Ancient Glass.
During the early part of the 17th century English glasshouses were predominantly small family-run concerns manufacturing unsophisticated items for domestic or local use. Venetian glassware was coveted by all and sundry, but the export of raw materials and the knowledge of the technology itself from the hive of industry that was glassmaking around the lagoon was supressed to preserve the desirability and exclusivity of the region’s exported pieces. The furnaces of the region were shut down each year from August to January and eventually glassmakers received dispensation to leave the city and seek employment elsewhere for the duration of this hiatus. Others chose to risk the fines, conscription and confiscations that were threatened by the City council to keep them in line, and slowly but surely the previously closely-guarded trade secrets began to percolate across Europe and spawn new centres of manufacture – first in other regions of Italy, then in Austria, Bohemia and ultimately in Belgium and London.
The immigrant workers no doubt brought invaluable insight to the English glassmakers, but they remained unable to replicate Venetian finery due in no small part to the lack of top quality raw materials which were readily available to the master craftsmen in Venice. English glass remained discoloured and tainted by the contamination with smoke and soot from coal-fired furnaces, and even when lead was added to the mix to draw out these contaminants and enhance clarity it often resulted in its own residual yellow tinge if saltpetre was not added to the mixture – it was an ongoing balance of trial and error – not quite alchemy in the truest sense of the word, but experimental chemistry in pursuit of a specific prize nonetheless.
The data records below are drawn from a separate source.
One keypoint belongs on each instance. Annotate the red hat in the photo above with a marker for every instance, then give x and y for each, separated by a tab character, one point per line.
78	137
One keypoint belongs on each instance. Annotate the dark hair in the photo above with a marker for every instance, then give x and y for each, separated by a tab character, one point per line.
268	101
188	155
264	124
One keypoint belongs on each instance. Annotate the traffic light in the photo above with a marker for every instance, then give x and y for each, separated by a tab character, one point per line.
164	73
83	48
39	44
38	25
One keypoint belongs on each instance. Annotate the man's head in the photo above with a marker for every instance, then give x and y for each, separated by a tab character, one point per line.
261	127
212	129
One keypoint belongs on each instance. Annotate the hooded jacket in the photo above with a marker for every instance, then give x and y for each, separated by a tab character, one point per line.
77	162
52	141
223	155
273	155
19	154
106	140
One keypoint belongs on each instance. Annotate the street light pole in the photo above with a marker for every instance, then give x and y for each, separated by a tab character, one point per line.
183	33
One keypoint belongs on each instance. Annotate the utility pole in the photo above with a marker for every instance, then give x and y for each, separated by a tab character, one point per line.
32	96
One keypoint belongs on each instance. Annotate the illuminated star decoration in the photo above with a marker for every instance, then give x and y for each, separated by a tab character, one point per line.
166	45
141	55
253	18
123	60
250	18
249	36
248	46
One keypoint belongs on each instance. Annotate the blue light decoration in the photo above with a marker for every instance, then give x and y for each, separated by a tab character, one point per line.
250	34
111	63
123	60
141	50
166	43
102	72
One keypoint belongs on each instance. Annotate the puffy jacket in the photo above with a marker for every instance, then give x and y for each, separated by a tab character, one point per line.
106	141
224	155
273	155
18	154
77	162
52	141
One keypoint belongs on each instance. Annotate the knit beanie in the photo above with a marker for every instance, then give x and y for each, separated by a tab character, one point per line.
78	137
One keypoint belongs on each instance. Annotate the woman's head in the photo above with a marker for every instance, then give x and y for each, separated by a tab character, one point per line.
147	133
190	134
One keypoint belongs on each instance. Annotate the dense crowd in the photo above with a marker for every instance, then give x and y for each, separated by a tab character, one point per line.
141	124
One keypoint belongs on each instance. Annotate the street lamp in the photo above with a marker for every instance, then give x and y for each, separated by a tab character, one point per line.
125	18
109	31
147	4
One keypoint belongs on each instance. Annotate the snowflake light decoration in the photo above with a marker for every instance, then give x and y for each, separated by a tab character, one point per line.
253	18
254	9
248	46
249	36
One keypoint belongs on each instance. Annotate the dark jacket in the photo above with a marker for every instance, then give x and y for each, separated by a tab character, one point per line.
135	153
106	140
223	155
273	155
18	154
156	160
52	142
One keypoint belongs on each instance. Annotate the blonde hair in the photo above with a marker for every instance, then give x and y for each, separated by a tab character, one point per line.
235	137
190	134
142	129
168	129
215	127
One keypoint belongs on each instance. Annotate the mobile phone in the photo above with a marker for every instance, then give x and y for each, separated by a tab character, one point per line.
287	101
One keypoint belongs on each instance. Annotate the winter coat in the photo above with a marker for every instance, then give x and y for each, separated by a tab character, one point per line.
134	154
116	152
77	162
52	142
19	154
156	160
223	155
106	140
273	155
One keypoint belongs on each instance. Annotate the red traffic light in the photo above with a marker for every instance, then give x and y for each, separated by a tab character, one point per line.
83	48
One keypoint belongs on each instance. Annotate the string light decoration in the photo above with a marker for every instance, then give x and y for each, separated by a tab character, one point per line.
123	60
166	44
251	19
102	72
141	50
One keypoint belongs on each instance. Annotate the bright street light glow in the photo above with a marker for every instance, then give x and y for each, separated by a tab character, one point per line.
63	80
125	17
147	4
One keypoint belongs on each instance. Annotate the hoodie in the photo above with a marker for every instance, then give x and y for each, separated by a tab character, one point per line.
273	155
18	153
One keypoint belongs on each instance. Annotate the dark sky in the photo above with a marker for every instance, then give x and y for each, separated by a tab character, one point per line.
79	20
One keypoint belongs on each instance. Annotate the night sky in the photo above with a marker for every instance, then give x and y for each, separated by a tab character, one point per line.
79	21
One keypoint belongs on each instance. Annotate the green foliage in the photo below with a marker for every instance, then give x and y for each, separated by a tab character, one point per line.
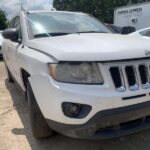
3	20
102	9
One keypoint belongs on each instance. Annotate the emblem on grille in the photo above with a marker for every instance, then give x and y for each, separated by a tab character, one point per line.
147	53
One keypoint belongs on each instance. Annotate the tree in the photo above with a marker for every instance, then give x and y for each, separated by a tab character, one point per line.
3	20
102	9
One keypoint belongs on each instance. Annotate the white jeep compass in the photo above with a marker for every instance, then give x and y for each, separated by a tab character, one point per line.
80	79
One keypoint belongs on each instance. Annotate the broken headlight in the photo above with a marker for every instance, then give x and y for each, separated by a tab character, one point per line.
77	73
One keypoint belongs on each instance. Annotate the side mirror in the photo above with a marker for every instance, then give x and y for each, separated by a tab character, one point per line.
11	34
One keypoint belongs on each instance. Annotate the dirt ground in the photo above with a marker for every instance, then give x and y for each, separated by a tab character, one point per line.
15	132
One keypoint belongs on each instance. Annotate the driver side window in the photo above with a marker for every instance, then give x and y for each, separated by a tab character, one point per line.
15	23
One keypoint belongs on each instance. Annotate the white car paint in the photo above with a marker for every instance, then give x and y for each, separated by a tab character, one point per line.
138	33
34	55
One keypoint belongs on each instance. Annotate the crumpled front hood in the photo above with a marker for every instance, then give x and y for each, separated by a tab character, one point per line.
92	47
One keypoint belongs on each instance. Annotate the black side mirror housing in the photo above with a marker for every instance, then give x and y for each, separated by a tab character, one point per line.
11	34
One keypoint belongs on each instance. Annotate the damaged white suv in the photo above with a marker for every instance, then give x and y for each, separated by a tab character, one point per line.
80	79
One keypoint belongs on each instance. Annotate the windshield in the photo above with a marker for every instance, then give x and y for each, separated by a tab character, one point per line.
55	24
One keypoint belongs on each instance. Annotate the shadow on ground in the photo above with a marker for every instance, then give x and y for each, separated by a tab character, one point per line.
139	141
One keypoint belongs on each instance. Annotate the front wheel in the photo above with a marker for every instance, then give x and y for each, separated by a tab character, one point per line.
40	128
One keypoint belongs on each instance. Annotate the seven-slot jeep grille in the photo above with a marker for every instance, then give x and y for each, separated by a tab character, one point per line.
132	76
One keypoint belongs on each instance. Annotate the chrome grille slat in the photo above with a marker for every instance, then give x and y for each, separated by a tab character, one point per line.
131	76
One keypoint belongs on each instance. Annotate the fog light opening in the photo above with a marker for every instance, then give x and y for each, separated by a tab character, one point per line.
71	110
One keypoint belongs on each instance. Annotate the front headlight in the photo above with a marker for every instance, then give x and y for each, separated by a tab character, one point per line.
78	73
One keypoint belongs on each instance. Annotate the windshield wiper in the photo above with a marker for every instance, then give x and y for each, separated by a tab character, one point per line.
91	32
50	34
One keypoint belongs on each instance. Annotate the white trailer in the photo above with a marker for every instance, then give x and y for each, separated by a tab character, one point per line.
137	16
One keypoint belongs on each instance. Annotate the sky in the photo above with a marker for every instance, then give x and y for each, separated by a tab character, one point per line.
11	7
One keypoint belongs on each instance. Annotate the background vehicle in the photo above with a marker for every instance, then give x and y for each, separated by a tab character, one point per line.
79	78
136	16
144	32
121	30
1	41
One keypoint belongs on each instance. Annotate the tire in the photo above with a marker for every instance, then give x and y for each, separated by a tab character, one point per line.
10	79
39	126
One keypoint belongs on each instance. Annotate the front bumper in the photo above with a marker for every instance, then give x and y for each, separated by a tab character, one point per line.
111	115
109	123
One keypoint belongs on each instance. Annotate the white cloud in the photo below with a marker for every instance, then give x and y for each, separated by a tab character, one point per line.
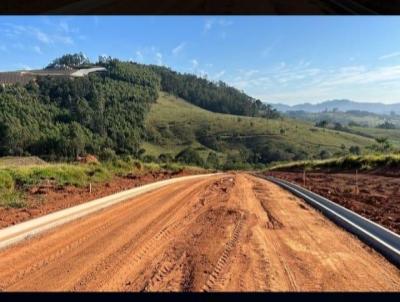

Ravenscroft was already prominent amongst London’s glassmaking community, had previously moved in Venetian circles whilst trading lace there and was refining his methods of manufacturing the highest quality of water-white crystal glass for the production of mirrors. He enlisted the assistance of several former associates from Italy who were able to expand and enhance his knowledge base and his aggregation of information and persistence eventually paid of when in 1674 he was awarded the patent for his new and startlingly clear leaded crystal glass – not a replication of the Venetian product after which it had been fashioned, but a distinct variety of glass entirely which had been fabricated almost by accident as a by-product of wider research. But was this the work of Ravenscroft alone, we await publication of some new research.
And so the point where English glassware could be easily discerned from European products had been reached, and the identifiable early features of our native pieces began to evolve. It was immediately apparent that, although bright, lustrous and clear, the lead glass was slow to cool and therefore difficult to fashion in to intricate shapes in the Venetian style and baluster glasses came very much to the fore. Simple, plain, functional, sturdy, uncomplicated for the most part – they seemed typically English from the very start with their lack of continental sophistication and frippery. Neither could the new glass be blown thinly to provide a suitably delicate and uniform base for engraving, so the development of decoration – as it gradually became more sought after – was by way of shaped knops and balusters to the stems, impressed prunts or crimping and pincering to the surface – pleasingly stolid and reassuringly phlegmatic adornments as befits the staple glassware of perfidious Albion on the cusp of the industrial revolution.